Yesterday was one of those days. One of those days when the wonderful plans that I made were totally disrupted by events beyond my control. One of those days when you feel like just giving up. Just one of those days....
Friday evening my son phoned me to say that lightning had struck very close to our house and made some loud clicking noises so he was sure it had hit something. Today I still don't know what exactly happened but I know that now I have hardly any water pressure in my house. And no it's not the well. That's what I thought yesterday when I woke up and realized it was taking the washing machine way too long to fill. When I realized that by turning on two faucets at one time I had no water. But I reached a well service by phone, a very nice man, and he walked me through some troubleshooting to realize that the well pump, thank God, was just fine. Then he advised that I change the whole house filter. It probably had gotten too much sediment in it and was weakening the pressure. So I knew that I could do that. My husband had shown me how and it was not hard. Until I tried to do it. I couldn't even get the filter wrench to turn. Not even budge. So needless to say I didn't get the filter changed. Then I wept some more. And I still have a water problem.

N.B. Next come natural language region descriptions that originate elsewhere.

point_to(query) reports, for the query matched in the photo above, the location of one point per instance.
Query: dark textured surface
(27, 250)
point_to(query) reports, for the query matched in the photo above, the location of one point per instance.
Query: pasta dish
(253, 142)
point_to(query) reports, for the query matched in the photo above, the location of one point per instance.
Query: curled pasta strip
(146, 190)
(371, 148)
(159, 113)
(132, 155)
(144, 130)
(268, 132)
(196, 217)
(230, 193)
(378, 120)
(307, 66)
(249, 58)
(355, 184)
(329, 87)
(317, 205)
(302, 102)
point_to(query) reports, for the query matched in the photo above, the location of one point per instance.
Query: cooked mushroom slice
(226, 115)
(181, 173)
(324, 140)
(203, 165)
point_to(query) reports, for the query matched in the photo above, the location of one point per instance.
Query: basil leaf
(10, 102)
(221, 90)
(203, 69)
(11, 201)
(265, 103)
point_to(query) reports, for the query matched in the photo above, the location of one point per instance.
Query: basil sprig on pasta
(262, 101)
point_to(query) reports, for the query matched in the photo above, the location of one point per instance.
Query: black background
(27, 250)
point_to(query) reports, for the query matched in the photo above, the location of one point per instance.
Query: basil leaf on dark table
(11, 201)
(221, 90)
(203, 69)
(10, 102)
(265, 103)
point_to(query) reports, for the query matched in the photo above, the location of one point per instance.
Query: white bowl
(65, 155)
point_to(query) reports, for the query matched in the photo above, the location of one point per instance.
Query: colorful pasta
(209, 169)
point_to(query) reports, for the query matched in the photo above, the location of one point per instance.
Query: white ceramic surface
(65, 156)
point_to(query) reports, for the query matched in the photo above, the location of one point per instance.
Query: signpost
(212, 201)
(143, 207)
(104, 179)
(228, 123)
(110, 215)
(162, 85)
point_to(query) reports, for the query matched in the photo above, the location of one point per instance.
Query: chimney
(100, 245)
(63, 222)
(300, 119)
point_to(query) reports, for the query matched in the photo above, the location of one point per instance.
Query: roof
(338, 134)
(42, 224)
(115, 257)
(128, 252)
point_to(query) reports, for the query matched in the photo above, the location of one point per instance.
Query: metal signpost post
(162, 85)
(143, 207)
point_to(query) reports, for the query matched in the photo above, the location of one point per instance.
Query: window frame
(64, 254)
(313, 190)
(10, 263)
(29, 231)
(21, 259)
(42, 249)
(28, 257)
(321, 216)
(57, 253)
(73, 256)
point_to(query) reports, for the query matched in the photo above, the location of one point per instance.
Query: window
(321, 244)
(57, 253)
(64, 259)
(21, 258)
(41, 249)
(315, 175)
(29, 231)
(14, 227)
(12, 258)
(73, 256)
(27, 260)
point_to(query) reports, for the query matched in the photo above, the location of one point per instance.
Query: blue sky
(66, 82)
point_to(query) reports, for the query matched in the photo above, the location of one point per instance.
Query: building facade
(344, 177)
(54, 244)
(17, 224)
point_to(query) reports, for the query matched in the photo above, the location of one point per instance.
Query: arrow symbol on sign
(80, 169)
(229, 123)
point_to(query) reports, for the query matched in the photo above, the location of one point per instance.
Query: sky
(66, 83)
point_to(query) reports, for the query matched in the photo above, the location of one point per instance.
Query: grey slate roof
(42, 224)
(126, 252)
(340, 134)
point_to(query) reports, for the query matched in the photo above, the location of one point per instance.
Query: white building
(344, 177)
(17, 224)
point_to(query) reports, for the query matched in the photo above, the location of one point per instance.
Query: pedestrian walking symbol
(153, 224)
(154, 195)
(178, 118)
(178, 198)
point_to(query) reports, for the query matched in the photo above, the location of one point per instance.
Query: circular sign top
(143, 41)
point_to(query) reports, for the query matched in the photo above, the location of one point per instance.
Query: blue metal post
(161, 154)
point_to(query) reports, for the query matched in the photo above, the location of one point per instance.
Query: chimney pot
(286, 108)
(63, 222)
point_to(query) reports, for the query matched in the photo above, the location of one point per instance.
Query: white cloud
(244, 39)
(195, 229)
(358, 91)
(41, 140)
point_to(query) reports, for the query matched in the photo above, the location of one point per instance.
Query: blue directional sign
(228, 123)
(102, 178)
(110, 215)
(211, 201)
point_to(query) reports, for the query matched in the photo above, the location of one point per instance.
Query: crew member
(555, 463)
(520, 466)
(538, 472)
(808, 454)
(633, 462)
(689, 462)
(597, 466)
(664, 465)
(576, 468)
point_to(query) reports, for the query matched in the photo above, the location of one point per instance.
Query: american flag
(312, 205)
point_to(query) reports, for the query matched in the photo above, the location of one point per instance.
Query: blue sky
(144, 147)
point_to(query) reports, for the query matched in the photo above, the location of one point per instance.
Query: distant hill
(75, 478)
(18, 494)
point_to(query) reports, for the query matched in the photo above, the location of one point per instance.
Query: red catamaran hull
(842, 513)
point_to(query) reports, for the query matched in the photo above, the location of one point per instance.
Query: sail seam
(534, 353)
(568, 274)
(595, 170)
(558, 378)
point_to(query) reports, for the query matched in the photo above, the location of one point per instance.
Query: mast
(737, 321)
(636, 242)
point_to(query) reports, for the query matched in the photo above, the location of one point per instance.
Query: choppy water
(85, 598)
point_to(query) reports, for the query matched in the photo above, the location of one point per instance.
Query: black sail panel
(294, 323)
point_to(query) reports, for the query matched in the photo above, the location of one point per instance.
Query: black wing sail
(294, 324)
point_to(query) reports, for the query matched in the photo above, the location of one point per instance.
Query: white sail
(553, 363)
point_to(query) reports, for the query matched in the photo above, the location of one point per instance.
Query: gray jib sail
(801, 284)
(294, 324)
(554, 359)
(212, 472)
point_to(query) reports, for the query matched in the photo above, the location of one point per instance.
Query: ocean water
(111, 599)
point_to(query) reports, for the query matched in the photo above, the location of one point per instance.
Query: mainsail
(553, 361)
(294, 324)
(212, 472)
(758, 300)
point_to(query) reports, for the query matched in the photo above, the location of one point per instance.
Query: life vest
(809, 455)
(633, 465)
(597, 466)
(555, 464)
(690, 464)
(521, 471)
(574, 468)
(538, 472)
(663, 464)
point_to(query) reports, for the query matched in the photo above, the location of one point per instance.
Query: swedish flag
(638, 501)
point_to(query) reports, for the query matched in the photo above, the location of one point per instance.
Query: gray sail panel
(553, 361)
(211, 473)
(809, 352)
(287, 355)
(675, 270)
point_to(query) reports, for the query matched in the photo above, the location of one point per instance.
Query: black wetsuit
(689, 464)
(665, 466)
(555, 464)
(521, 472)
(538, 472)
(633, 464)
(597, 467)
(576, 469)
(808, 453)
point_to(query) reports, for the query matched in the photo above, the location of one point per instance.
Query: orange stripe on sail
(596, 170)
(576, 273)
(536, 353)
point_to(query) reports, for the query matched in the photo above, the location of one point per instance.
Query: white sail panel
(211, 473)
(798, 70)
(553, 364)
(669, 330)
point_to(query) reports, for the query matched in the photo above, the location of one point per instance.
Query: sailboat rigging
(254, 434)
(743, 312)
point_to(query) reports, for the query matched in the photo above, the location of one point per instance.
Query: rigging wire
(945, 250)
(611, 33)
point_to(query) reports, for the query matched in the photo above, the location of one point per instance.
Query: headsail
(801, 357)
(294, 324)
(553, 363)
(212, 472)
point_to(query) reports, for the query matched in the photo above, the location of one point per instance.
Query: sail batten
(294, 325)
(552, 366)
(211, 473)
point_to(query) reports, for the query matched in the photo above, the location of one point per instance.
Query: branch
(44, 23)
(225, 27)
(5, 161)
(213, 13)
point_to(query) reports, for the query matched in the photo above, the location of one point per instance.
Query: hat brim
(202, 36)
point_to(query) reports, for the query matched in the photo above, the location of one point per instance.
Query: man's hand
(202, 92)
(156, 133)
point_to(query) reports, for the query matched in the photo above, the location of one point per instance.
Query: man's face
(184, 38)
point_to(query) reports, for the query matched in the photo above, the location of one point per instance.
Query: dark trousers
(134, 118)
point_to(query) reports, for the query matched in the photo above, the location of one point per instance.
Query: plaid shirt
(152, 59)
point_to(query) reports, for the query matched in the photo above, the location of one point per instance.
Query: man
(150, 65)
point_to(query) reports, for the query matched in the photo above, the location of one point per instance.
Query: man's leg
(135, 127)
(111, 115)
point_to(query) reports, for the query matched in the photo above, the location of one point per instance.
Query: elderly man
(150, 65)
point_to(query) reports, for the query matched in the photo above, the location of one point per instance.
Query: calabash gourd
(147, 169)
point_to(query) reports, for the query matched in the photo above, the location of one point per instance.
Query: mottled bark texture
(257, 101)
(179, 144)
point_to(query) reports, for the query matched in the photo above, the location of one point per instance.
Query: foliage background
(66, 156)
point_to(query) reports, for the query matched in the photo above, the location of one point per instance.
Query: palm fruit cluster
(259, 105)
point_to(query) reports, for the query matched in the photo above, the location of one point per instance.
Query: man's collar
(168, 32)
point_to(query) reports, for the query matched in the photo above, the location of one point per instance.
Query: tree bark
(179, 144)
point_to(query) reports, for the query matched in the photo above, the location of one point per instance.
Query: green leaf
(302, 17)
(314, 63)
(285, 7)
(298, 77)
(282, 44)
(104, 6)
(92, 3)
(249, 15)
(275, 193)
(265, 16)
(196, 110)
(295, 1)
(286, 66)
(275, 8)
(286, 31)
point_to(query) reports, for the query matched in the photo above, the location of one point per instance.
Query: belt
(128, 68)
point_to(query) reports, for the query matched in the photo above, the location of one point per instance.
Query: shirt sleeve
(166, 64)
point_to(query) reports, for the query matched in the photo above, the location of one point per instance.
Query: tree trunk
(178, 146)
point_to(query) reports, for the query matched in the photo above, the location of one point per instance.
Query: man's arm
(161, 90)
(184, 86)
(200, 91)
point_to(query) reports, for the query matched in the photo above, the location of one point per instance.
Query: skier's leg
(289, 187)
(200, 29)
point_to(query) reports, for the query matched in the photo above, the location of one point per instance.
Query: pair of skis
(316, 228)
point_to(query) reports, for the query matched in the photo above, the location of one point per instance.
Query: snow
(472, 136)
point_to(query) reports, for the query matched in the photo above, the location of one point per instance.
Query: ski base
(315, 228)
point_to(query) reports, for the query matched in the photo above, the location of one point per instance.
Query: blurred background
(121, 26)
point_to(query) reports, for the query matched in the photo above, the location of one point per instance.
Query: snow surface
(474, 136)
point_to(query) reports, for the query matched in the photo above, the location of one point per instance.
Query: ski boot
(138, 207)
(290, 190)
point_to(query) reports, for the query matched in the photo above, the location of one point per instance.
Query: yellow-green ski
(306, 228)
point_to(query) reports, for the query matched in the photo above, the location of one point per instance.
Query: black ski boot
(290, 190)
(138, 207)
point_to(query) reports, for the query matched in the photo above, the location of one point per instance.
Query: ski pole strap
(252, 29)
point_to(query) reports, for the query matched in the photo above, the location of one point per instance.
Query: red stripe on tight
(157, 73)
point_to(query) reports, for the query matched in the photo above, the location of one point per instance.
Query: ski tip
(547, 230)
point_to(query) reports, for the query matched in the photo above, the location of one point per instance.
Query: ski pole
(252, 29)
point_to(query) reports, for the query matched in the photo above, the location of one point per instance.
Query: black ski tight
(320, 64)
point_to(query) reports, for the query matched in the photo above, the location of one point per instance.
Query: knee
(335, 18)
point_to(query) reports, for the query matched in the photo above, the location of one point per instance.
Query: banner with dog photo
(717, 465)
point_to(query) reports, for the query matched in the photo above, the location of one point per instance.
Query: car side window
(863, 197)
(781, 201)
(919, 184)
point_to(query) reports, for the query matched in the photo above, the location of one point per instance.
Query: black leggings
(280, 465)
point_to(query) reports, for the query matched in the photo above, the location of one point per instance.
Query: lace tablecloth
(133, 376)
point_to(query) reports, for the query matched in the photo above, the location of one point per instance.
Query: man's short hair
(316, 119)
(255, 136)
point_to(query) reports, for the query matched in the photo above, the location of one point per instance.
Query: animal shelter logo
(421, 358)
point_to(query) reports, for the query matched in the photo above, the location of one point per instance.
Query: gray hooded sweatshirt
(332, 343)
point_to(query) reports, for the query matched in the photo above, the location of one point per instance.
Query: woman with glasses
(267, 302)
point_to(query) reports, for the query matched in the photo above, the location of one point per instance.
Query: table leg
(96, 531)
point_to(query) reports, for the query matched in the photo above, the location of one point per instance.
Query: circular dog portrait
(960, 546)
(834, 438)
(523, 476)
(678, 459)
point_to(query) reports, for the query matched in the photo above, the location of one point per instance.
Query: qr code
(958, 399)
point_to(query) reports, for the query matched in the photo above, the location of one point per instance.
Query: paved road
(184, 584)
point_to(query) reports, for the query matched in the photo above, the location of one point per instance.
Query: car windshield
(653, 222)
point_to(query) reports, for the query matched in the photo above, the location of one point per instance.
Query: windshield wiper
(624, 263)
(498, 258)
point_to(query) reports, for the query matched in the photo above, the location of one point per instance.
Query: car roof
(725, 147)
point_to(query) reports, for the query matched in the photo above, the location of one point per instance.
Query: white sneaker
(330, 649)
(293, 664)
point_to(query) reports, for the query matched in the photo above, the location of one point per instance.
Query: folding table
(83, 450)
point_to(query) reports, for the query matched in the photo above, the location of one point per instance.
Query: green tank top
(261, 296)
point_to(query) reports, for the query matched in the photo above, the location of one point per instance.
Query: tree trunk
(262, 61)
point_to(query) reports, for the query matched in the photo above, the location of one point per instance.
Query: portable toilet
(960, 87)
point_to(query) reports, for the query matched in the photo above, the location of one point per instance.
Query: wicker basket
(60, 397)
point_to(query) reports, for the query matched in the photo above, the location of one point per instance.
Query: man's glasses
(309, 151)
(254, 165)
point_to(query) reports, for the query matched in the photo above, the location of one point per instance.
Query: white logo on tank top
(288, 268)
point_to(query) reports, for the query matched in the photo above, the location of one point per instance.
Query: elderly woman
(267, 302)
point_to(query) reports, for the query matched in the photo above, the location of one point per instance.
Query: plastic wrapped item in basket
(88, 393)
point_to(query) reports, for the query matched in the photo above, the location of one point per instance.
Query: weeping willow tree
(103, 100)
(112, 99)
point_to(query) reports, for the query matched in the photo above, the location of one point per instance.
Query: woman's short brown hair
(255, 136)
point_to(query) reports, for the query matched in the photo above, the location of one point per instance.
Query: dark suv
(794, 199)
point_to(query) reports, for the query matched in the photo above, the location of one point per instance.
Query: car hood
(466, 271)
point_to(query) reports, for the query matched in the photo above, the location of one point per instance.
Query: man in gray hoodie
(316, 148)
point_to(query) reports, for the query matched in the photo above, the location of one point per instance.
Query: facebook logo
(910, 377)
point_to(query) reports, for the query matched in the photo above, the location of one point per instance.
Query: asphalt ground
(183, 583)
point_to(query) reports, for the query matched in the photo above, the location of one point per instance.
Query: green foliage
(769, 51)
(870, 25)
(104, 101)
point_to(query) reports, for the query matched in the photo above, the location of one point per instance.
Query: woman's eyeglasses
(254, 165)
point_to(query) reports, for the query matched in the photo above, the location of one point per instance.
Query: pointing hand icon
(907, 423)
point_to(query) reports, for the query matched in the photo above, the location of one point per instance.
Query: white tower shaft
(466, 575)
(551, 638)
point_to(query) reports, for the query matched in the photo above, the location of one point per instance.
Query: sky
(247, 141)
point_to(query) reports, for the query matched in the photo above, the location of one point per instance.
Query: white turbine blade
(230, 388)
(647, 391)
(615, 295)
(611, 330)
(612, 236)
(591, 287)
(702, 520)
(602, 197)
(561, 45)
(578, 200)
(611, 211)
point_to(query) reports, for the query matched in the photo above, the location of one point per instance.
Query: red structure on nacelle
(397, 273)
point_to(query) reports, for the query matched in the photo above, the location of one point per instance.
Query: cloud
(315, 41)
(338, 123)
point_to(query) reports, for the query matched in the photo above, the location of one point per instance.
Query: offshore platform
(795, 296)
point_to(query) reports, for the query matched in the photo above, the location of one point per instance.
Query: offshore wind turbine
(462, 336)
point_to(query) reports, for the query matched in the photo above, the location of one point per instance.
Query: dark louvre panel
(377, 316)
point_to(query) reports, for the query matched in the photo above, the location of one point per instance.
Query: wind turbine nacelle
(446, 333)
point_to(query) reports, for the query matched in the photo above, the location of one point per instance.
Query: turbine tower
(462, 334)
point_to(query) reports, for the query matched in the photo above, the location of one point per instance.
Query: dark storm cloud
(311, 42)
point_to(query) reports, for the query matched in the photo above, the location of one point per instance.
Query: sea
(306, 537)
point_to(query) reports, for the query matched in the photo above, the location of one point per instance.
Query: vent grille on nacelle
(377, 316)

I don't handle things like this very well. This was not my job. It should be my husband here doing this. He is the one that should be taking care of these problems. Not me. He always handled things like this. So I called him. At 8 a.m. on Saturday morning. I'm quite sure he was asleep and I'm quite sure he didn't appreciate being woken up that early, by me. But I didn't know what else to do. It turns out he was really no help, no sympathy, no concern for me and our children whatsoever. This really upset me. So I began to cry more. How can he just walk away and not even care anymore. How does that happen to a person? How can he just leave us here alone and go live like he has no responsibility whatsoever?
So here I am on Sunday now. Trying to pray, but not feeling it. Trying to believe God for restoration, but not wanting it. And the funny this is, that even though I don't want to pray for my marriage right now, God says you will pray for your marriage. Even though I don't care if I ever see my husband again at this moment, God says you will pray for your husband. I say no God. He says yes. I say why God. He says because this is the right thing to do. This is my will. So ironically, I know that restoration is God's idea and not mine because I think at this point it would so much easier to just wash my hands of my husband and move on but God will not let me do that. So I'm going to pray even though I don't feel like it and I'm going to believe God for miracles even though I don't want them right now. God has a plan and my disobedience will not change his plan. It will only make me miserable. So once again, I have to let go and just obey God. It really isn't easy.
My soul is weary with sorrow; strengthen me according to your word.